Il y avait cette force dans ses mots qui faisait clairement croire qu'il ferait ce qu'il disait. Même son regard le prouvait. Mais il était difficile de croire qu'il serait capable de la pourchasser, ou même de l'arrêter. Après tout, vu sa taille avant, ce n'est pas même pas dit qu'il puisse résister à un seul coup de patte sans recevoir des blessures dévastatrice. Oh, c'était donc ça que ça s'appelait, un "tigre". Il n'avait jamais entendu ce nom auparavant, c'était donc bizarre pour lui. A tel point qu'il murmure ce mot plusieurs fois. Puis il relevait une nouvelle fois sa tête pour la regarder dans les yeux. A force de faire ça, il avait même mal à la nuque.

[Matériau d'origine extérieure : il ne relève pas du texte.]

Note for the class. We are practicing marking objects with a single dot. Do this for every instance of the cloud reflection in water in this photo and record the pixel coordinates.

"-T'es quelqu'un de bien Jun, je veux pas qu'il t'arrive du mal !"

Il était facile de mal comprendre ce "quelqu'un de bien". C'était une phrase qui pouvait signifier quelqu'un qui pouvait être un Saint, qui faisait des choses sans en attendre en retour. Mais Ryo ne le disait pas comme ça. Le sort des autres ne lui était pas indifférent, mais il ne pouvait pas s'en soucier. Il n'avait pas le temps de s'en soucier. Sa survie primait sur tout. Ce qu'il voulait dire, c'était qu'à ses yeux, en l'aidant comme ça, elle était une personne de bien. Si elle avait aider d'autres personnes ? Peu importe. Puis à sa question, il regardait autour de lui, levant ses épaules avec ses mains, avant de s'asseoir à côté d'elle, pour être un peu plus haut. Puis après s'être assit, il se mettait debout dessus pour être à peu près à sa taille.

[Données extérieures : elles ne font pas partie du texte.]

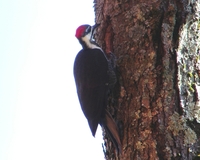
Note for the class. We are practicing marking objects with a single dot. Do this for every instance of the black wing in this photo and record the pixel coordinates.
(91, 77)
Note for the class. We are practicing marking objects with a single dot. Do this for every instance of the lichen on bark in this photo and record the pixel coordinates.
(188, 63)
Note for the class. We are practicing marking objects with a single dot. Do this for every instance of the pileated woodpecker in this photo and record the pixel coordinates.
(94, 77)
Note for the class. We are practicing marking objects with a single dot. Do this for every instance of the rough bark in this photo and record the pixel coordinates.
(157, 100)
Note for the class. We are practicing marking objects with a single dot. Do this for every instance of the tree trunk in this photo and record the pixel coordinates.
(157, 100)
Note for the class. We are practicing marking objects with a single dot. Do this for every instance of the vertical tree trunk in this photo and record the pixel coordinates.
(157, 46)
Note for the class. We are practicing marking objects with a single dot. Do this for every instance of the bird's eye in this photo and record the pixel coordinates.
(88, 30)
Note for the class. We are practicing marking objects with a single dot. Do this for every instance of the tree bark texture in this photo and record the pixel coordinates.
(156, 102)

"-Moi, je chassais aujourd'hui. ça faisait déjà trois jours que j'ai pas mangé, alors j'ai pas eu le choix .."

Il regardait droit devant lui, ne la regardant plus. Chasser, c'était vraiment difficile pour un enfant. A tel point qu'il était épuisé et ne pouvait plus bouger d'un seul pouce quand il rentrait aux murs du village. Mais il ne s'est jamais plaint, pas une seule fois. Certes, des fois en voyant d'autres enfants avec leurs parents, il trouvait ça injuste, mais il ne laissait pas ce sentiment l'envahir. S'il avouait qu'il ressentait, il aurait déjà perdu. Et il ne voulait pas perdre. Il n'avait pas commencé avec les meilleures cartes dans le jeu de la vie, mais il finirait avec les meilleures. C'était ce en quoi il croyait. Il croyait en lui. Il savait qu'il allait réussir de grandes choses dans la vie. Il n'avait pas le choix, sinon celui qu'il était ne gagnerait jamais la reconnaissance d'autrui.

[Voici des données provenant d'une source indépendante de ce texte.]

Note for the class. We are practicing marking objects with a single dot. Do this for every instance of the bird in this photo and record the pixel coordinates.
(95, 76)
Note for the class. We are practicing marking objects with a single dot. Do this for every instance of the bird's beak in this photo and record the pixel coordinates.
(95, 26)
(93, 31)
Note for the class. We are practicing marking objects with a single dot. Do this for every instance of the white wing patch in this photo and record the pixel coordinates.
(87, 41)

"-Et toi, qu'est-ce qui t'as amené ici, Jun ? Et tu comptes rester ici longtemps ou repartir rapidement ? Si on peut se revoir, ce serait vraiment cool !"

Il reposait de nouveau son regard gris sur elle, la regardant droit dans les yeux. Mais contrairement à son lui du futur, il avait pleins de "sentiments" dans ses yeux. Il paraissait plein d'espoir, content, et tout sauf calme. Il n'avait pas ce regard calme et légèrement calculateur qu'il gardait pour cacher ses émotions.